Minnetonka-based Osprey Medical has raised about $26 million to bolster its U.S. sales force and ramp up efforts to sell medical devices that reduce the amount of chemical agents used during millions of live-motion X-rays to treat vascular problems.
Earlier this year, the U.S. Food and Drug Administration cleared a new product from Osprey called the DyeTect automated contrast monitoring system, which increased Osprey's potential global market to $1.8 billion, according to a recent presentation from the company.
"The development of our new product, DyeTect, is a direct response to customer requests for the benefits of DyeVert Plus contrast monitoring for non-chronic kidney disease patients," Osprey CEO Mike McCormick said in a July news release. The FDA clearance "increases our addressable market and further supports our long-term company vision: to lower kidney damage in all heart imaging procedures."
Contrast dye is used in millions of procedures per year to place stents in coronary arteries following a heart attack. The dye is used to make certain blood vessels stand out on live-motion X-rays to help physicians precisely place stents, but the dye itself leaves some patients with kidney damage that can impact their health over the long term — a condition called "contrast-induced nephropathy."
Osprey's older products like the DyeVert Plus are marketed mainly for patients who have compromised kidneys that are more likely to be damaged by the dye because they can't process it out of the body quickly enough. The DyeTect system, in contrast, is being marketed for use with heart-procedure patients even if they don't have compromised kidneys.
Osprey said it is the only company that has an FDA cleared product that can claim to reduce the amount of dye used during a procedure without impacting the quality of the X-ray image.
The DyeVert Plus is a single-use disposable product that costs $355 per patient, creating a market opportunity of more than $1 billion per year, McCormick said via e-mail, while the DyeTect system costs $149 per patient, adding $522 million to the total available market.

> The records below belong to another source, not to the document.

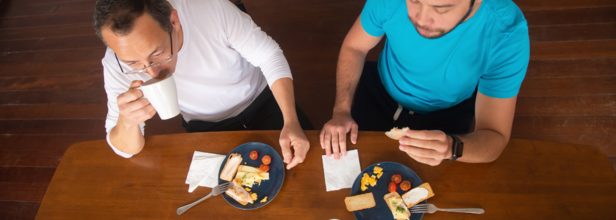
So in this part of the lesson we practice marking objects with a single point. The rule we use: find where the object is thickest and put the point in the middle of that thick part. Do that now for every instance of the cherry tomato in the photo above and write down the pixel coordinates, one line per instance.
(405, 185)
(254, 155)
(266, 159)
(396, 178)
(264, 168)
(392, 187)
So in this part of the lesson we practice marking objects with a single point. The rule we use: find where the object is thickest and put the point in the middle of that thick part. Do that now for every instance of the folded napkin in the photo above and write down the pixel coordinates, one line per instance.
(342, 173)
(203, 170)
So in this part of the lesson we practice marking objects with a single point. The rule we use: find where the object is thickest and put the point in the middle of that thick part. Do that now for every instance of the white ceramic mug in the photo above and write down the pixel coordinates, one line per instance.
(162, 94)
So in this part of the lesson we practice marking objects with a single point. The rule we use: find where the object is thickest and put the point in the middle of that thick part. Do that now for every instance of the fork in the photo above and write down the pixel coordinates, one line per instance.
(430, 208)
(217, 190)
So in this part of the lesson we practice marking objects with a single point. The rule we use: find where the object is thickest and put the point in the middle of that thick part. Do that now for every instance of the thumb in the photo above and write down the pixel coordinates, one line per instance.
(287, 155)
(135, 84)
(354, 133)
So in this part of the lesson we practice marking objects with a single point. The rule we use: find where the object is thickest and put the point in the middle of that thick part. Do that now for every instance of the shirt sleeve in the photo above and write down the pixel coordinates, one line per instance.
(116, 83)
(374, 15)
(253, 44)
(507, 67)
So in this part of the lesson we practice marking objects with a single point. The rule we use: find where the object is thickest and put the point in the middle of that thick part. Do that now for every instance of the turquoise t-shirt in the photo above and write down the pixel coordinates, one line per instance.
(489, 51)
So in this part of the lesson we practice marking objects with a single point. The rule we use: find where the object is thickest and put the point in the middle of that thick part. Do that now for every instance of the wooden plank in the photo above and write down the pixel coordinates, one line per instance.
(574, 49)
(46, 20)
(58, 96)
(30, 158)
(24, 183)
(54, 56)
(64, 126)
(51, 82)
(66, 111)
(67, 43)
(51, 69)
(571, 67)
(47, 32)
(571, 16)
(47, 142)
(574, 105)
(595, 85)
(577, 32)
(49, 9)
(18, 210)
(564, 125)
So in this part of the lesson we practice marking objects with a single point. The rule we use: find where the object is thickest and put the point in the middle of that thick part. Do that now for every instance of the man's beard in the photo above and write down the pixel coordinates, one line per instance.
(442, 32)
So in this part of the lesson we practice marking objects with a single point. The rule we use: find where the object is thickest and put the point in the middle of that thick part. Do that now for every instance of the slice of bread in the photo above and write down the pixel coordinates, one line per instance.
(395, 194)
(359, 202)
(396, 133)
(424, 185)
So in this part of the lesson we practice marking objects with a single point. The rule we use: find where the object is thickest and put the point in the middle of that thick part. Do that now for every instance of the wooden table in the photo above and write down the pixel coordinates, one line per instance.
(531, 180)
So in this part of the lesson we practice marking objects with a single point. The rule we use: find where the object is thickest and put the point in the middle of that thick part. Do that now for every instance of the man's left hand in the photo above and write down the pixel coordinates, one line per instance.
(292, 135)
(429, 147)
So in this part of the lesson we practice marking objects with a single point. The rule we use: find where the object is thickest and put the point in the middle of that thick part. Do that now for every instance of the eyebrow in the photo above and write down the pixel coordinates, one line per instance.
(128, 61)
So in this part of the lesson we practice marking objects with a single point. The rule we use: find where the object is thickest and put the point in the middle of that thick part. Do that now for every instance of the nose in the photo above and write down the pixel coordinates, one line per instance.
(423, 17)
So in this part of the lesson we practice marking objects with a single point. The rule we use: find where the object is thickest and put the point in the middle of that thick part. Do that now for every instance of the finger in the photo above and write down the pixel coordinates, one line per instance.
(335, 145)
(135, 84)
(354, 132)
(420, 152)
(327, 142)
(342, 142)
(427, 135)
(286, 150)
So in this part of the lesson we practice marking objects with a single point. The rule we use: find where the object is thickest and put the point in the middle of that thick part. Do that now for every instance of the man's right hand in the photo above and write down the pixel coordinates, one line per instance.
(333, 135)
(134, 110)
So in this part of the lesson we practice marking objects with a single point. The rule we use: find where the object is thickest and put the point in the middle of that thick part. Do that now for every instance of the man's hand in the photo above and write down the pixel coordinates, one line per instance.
(292, 135)
(333, 135)
(133, 109)
(429, 147)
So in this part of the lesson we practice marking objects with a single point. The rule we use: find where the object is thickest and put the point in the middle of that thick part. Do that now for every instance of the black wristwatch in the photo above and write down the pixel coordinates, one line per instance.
(456, 148)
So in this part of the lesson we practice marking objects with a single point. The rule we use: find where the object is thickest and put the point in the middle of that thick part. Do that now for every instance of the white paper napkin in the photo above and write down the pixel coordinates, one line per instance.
(203, 170)
(342, 173)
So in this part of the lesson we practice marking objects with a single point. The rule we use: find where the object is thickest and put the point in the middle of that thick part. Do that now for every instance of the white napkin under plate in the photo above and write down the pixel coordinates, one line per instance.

The $26 million fundraising round fits with a pattern of strong Minnesota med-tech funding in 2017 so far. Despite an overall perception among smaller med-tech companies that fundraising is more difficult today than in recent years, the Minnesota trade group Medical Alley Association reported that health care technology companies in the state collectively raised more than $300 million in the first half of the year, which was the highest tally in eight years.